Music tracks encoded with Dolby’s immersive Atmos Music technology have recently started appearing on Tidal and other streaming services, but most come from artists backed by major labels. Now Dolby and Pro Tools developer Avid are making it easier for independent artists to encode and distribute Atmos Music. This makes it more likely that you’ll hear next-level immersive sound from smaller artists on your streaming service of choice.
The idea is that artists can sign up for a plan of AvidPlay, Avid’s music distribution platform that allows artists to stream and sell music on most major streaming services. (This service costs $25 for an annual plan, so the price isn’t outrageous.) You can then manage your distribution and share tracks with other artists using the Avid Link app.
You must create songs or albums using a Dolby Atmos-compatible digital audio workstation (DAW), such as Avid’s Pro Tools or Steinberg’s Nuendo. From there, you can upload music to the AvidPlay dashboard to manage tracks and albums and see how much you earn.

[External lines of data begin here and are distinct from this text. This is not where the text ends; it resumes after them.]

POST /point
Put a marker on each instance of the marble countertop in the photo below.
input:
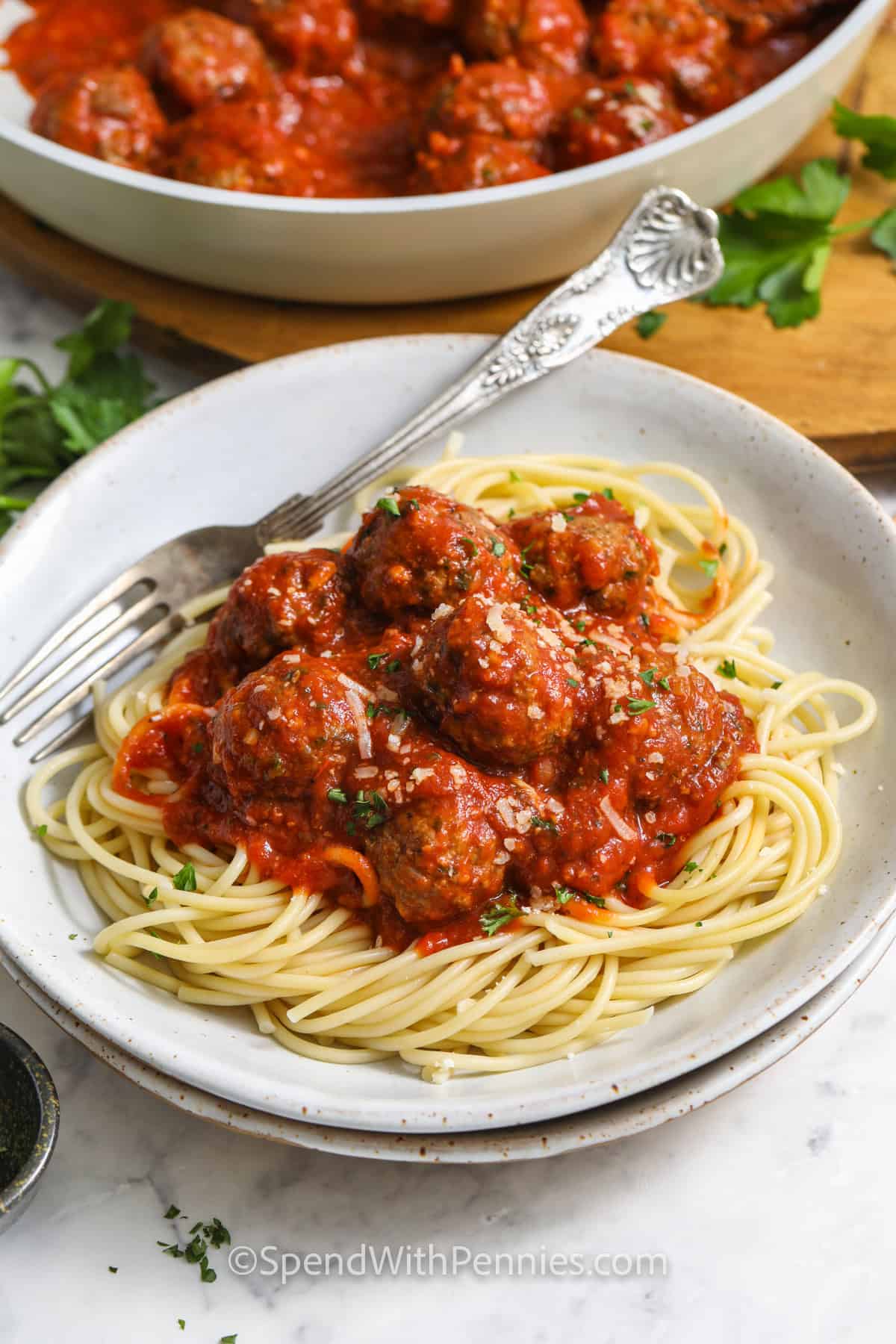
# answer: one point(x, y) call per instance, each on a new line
point(771, 1207)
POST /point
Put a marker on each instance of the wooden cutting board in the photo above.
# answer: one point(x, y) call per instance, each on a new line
point(832, 378)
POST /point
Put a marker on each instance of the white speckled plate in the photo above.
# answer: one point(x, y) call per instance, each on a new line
point(233, 449)
point(524, 1142)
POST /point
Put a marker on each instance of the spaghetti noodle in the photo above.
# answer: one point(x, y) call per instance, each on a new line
point(202, 921)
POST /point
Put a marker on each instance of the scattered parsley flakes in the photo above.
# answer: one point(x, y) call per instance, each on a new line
point(186, 880)
point(649, 324)
point(496, 917)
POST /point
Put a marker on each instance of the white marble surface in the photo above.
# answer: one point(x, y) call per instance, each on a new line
point(771, 1207)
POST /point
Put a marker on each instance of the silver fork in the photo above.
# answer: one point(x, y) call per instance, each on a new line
point(665, 250)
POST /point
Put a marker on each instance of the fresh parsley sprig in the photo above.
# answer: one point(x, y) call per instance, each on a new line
point(45, 426)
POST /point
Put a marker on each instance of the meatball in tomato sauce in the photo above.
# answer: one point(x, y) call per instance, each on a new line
point(198, 57)
point(109, 112)
point(494, 683)
point(285, 727)
point(418, 550)
point(591, 554)
point(287, 601)
point(435, 859)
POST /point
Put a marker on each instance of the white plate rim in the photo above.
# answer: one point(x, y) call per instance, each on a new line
point(802, 70)
point(524, 1142)
point(575, 1100)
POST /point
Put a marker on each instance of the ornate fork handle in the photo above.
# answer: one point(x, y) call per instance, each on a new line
point(665, 250)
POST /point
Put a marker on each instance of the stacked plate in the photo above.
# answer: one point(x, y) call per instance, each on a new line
point(233, 450)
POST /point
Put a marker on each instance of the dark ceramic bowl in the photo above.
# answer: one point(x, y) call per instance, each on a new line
point(28, 1124)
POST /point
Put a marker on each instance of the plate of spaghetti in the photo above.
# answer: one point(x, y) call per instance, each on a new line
point(504, 783)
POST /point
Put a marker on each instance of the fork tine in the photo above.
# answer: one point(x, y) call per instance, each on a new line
point(84, 651)
point(155, 635)
point(60, 741)
point(117, 588)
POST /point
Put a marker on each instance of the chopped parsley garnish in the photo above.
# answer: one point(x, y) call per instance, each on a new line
point(186, 880)
point(370, 808)
point(649, 324)
point(496, 917)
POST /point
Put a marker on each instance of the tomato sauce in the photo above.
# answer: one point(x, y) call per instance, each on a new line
point(423, 707)
point(391, 97)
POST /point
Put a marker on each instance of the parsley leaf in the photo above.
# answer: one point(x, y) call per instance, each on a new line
point(777, 243)
point(876, 134)
point(496, 917)
point(45, 428)
point(649, 324)
point(186, 878)
point(883, 235)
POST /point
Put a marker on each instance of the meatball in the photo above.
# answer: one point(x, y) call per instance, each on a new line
point(613, 117)
point(677, 40)
point(494, 683)
point(591, 554)
point(284, 727)
point(437, 13)
point(472, 163)
point(492, 99)
point(280, 603)
point(199, 57)
point(418, 549)
point(548, 35)
point(314, 35)
point(435, 858)
point(108, 112)
point(245, 146)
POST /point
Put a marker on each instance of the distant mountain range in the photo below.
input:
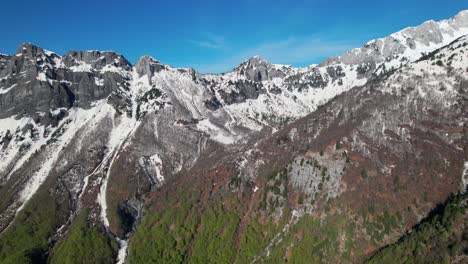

Dolby Atmos Music is mixed together so that vocals or instruments sound like they appear in different parts of a room. You can hear voices coming from the front, while instruments are coming from all around you, no matter how many speakers you have. This means “listeners can uncover hidden details and subtleties with unparalleled clarity,” according to Dolby.
This could help artists not only create more complex and interesting tracks, but also pique the interest of audiophiles looking for specific Atmos tracks. So far, you can only find Dolby Atmos Music on the high-end Tidal HiFi and Amazon HD tiers, which appeal to people looking for the best possible sound quality. If you’re one of those subscribers, you might soon be getting better audio quality from your favorite indie artists.